Para ola, pois, esta comissão envia a proposta ministerial, que confia ao seu ponderado estudo; simplesmente parece a esta comissão que para uma equitativa distribuição dos benefícios a conceder à polícia deve ser revogada a disposição do § 2.° do artigo 8.° do decreto de 27 de Maio de 1911, e essa revogação lembra e propõe como matéria dum artigo novo.
Sala das sessões da comissão de administração pública., 11 do Fevereiro de 1924.— Carlos Costa — Alfredo de Sousa — Custódio de Paiva - Alberto Vidal — Abílio Marçal.
Senhores Deputados. — À apreciação da vossa comissão de finanças foi presente a proposta de lei n.° 648-1, da autoria dos Exmos. Srs. Ministros do Interior e Finanças, destinada a melhorar os vencimentos da polícia do país e que no momento que
passa estão sofrendo horrivelmente com o custo da vida.
De há muito que as polícias do país sentem êsse pêso esmagador e de há muito também que o Govêrno tem pensado em lhe melhorar as agruras da vida.

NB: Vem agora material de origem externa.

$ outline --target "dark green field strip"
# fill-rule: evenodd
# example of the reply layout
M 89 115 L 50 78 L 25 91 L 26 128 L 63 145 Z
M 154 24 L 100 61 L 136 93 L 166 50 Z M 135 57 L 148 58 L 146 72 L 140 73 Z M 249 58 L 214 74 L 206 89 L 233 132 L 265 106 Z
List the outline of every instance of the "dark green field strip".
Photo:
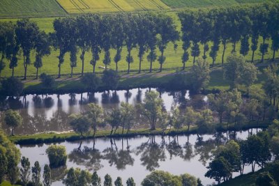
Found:
M 55 0 L 1 0 L 0 17 L 64 15 Z
M 162 0 L 172 8 L 204 8 L 214 6 L 228 6 L 242 3 L 264 3 L 277 0 Z

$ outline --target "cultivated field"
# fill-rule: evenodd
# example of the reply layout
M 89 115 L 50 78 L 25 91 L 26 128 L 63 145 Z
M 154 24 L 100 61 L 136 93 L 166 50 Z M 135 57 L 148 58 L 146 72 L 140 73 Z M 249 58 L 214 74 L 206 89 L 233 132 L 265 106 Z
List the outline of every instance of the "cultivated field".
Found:
M 175 12 L 167 13 L 169 15 L 171 15 L 173 18 L 174 22 L 178 25 L 177 29 L 180 30 L 180 22 L 179 18 L 176 15 Z M 32 18 L 31 20 L 36 22 L 40 26 L 40 28 L 43 30 L 45 30 L 46 32 L 52 32 L 53 31 L 52 28 L 52 22 L 54 20 L 54 17 L 48 17 L 48 18 Z M 15 22 L 16 19 L 9 19 L 7 20 L 10 20 L 13 22 Z M 0 20 L 0 21 L 3 21 L 3 20 Z M 259 40 L 259 44 L 262 42 L 262 39 L 260 38 Z M 267 43 L 269 44 L 269 46 L 271 45 L 271 41 L 269 40 L 267 41 Z M 174 51 L 174 46 L 172 43 L 169 44 L 165 52 L 165 55 L 167 57 L 166 61 L 163 65 L 163 68 L 172 68 L 172 69 L 180 69 L 182 67 L 182 62 L 181 62 L 181 56 L 183 54 L 182 47 L 182 42 L 179 41 L 177 42 L 178 48 L 176 51 Z M 209 43 L 209 45 L 211 45 Z M 240 48 L 240 43 L 237 43 L 236 45 L 236 51 L 239 51 Z M 216 64 L 220 64 L 221 61 L 222 57 L 222 49 L 223 45 L 220 45 L 220 50 L 218 52 Z M 201 53 L 202 53 L 203 47 L 200 45 Z M 230 54 L 232 49 L 232 46 L 231 43 L 227 44 L 227 48 L 226 49 L 225 53 L 225 59 L 227 56 Z M 276 56 L 278 57 L 279 52 L 276 52 Z M 190 49 L 189 49 L 189 54 L 190 54 Z M 207 52 L 207 60 L 211 62 L 211 59 L 209 57 L 209 52 Z M 100 59 L 97 62 L 96 65 L 96 71 L 101 72 L 103 70 L 100 69 L 98 67 L 99 65 L 103 66 L 103 53 L 100 55 Z M 109 66 L 110 68 L 115 69 L 115 63 L 113 62 L 113 59 L 115 54 L 115 50 L 111 50 L 111 58 L 112 58 L 112 63 L 111 65 Z M 80 59 L 80 54 L 77 54 L 77 66 L 74 68 L 74 73 L 80 73 L 81 72 L 81 66 L 82 63 Z M 123 49 L 122 52 L 122 58 L 121 61 L 119 63 L 119 70 L 126 70 L 128 68 L 128 63 L 126 61 L 126 56 L 127 55 L 127 50 L 126 48 L 124 47 Z M 159 51 L 157 51 L 157 55 L 159 55 Z M 34 52 L 31 53 L 31 61 L 34 61 Z M 59 51 L 52 51 L 52 54 L 48 56 L 44 56 L 43 59 L 43 66 L 39 70 L 39 73 L 46 72 L 47 74 L 52 74 L 56 75 L 58 73 L 58 59 L 57 56 L 59 56 Z M 133 50 L 133 56 L 134 58 L 134 63 L 131 63 L 131 70 L 137 70 L 139 62 L 138 62 L 138 57 L 137 57 L 137 49 L 134 49 Z M 250 60 L 252 56 L 252 52 L 250 51 L 248 56 L 246 56 L 247 60 Z M 90 64 L 90 60 L 91 58 L 91 54 L 90 52 L 87 52 L 85 56 L 85 67 L 84 70 L 86 72 L 91 72 L 93 71 L 93 67 Z M 272 51 L 270 48 L 269 48 L 269 52 L 265 55 L 265 59 L 271 59 L 272 58 Z M 259 50 L 257 50 L 255 52 L 255 59 L 259 60 L 261 59 L 261 53 Z M 11 75 L 11 70 L 8 68 L 8 61 L 6 61 L 6 67 L 3 70 L 1 74 L 1 77 L 9 77 Z M 193 64 L 193 57 L 190 56 L 189 61 L 186 63 L 186 66 L 189 67 L 191 66 Z M 159 68 L 159 63 L 156 61 L 153 63 L 153 68 Z M 149 70 L 149 63 L 147 61 L 146 59 L 146 54 L 144 56 L 144 61 L 142 64 L 142 68 L 143 70 Z M 63 75 L 69 75 L 70 73 L 70 55 L 68 53 L 66 54 L 65 56 L 65 61 L 61 66 L 61 74 Z M 23 68 L 23 57 L 19 56 L 19 61 L 18 61 L 18 66 L 15 68 L 15 75 L 17 76 L 23 76 L 24 75 L 24 68 Z M 28 67 L 27 75 L 32 75 L 34 76 L 36 75 L 36 68 L 33 67 L 33 63 Z
M 276 0 L 162 0 L 163 2 L 173 8 L 228 6 L 243 3 L 263 3 L 269 1 L 275 1 Z
M 1 0 L 0 17 L 65 15 L 55 0 Z
M 57 0 L 68 13 L 167 10 L 160 0 Z

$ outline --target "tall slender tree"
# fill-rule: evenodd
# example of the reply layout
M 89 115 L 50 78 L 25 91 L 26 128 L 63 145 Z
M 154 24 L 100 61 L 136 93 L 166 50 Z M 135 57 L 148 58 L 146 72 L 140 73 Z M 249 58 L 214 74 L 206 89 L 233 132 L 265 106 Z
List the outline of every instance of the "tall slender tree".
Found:
M 38 79 L 38 69 L 43 66 L 43 56 L 50 54 L 49 37 L 45 31 L 40 31 L 35 40 L 36 57 L 34 67 L 36 68 L 36 78 Z
M 179 33 L 176 31 L 176 26 L 172 18 L 165 13 L 157 15 L 156 24 L 159 36 L 157 45 L 161 52 L 161 55 L 158 57 L 158 61 L 160 63 L 160 72 L 162 72 L 163 64 L 166 59 L 166 57 L 164 56 L 164 52 L 169 42 L 173 42 L 174 49 L 177 47 L 175 42 L 179 40 Z
M 24 68 L 24 77 L 27 79 L 27 67 L 31 64 L 31 51 L 35 47 L 35 40 L 39 32 L 37 24 L 31 22 L 29 19 L 23 19 L 17 22 L 15 34 L 17 45 L 20 46 L 23 52 L 23 65 Z

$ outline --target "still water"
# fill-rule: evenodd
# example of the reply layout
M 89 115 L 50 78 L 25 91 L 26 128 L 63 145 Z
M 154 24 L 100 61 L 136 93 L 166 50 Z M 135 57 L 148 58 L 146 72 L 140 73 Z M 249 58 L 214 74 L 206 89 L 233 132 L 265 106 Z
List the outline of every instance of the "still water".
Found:
M 169 110 L 174 104 L 181 108 L 191 105 L 198 109 L 206 100 L 206 97 L 203 95 L 190 95 L 188 91 L 163 92 L 156 88 L 134 88 L 96 93 L 27 95 L 18 98 L 3 98 L 0 99 L 0 109 L 19 111 L 23 118 L 23 125 L 15 129 L 16 134 L 63 132 L 71 130 L 68 116 L 71 114 L 86 111 L 88 103 L 98 104 L 105 110 L 119 107 L 121 102 L 135 105 L 142 101 L 145 92 L 150 90 L 157 90 L 160 93 L 166 110 Z M 10 130 L 7 126 L 4 125 L 3 128 L 9 134 Z
M 256 132 L 256 130 L 252 132 Z M 206 185 L 214 182 L 204 177 L 212 150 L 225 144 L 228 139 L 245 139 L 248 134 L 248 131 L 243 131 L 205 134 L 199 138 L 197 135 L 141 136 L 63 142 L 60 144 L 66 147 L 67 167 L 53 171 L 52 178 L 55 180 L 52 185 L 62 185 L 62 171 L 70 167 L 87 169 L 91 173 L 96 171 L 102 178 L 102 183 L 105 175 L 109 173 L 114 181 L 117 176 L 122 178 L 123 183 L 133 177 L 137 185 L 140 185 L 151 171 L 163 170 L 175 175 L 190 173 L 199 178 L 204 185 Z M 44 164 L 49 164 L 45 154 L 49 145 L 18 147 L 22 155 L 29 157 L 32 165 L 35 161 L 38 161 L 43 168 Z M 251 167 L 246 166 L 244 171 L 245 173 L 250 172 Z M 234 173 L 234 176 L 238 175 Z

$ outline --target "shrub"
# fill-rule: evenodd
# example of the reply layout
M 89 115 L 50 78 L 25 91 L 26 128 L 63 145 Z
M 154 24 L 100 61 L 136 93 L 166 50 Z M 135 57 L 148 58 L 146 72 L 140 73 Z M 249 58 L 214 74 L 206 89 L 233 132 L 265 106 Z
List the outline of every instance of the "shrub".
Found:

E como o Estado não pode nem deve manter em situação precária aqueles que o servem e muito menos o deve fazer com as organizações que têm a seu cargo a manutenção da ordem e a defesa dos cidadãos, o Sr. Ministro do Interior e o Sr. Ministro das Finanças entenderam e muito bem que deviam trazer à Câmara a presente proposta de lei.
Entende a vossa comissão de finanças que os serviços do segurança pública, especialmente em Lisboa e Pôrto, necessitam duma forte reorganização, não só quanto ao número e qualidade do que têm de servir nessas organizações, mas também à distribuição dos serviços e à forma do melhor servirem os interêsses das populações e do Estado.
Como, porém, essa forte reorganização não pode ser feita tam ràpidamente quanto o exigem as necessidades dos que trabalham, a vossa comissão de finanças aceita como remédio de momento a solução apresentada na, proposta indicada.
Alguns reparos lhe merece á proposta de lei n.° 648-I. como sejam os seguintes:
Propõem-se gratificações especiais e mensais para vários indivíduos, de entre as quais a vossa comissão de finanças concorda com as que respeitam aos professores, aos telefonistas o inspectores da polícia, não concordando com as outras por ter reconhecido a sua não justificação, por circunstâncias que julga supérfluo estar a enumerar.
Colocam-se os agentes da polícia de investigação em situação do inferioridade à, dos cabos efectivos, quando êstes, para poderem ingressar no quadro dos agentes, têm de submeter-se a concurso especial, sendo certo que os agentes em todas as organizações da polícia foram sempre classificados em primeiro lugar.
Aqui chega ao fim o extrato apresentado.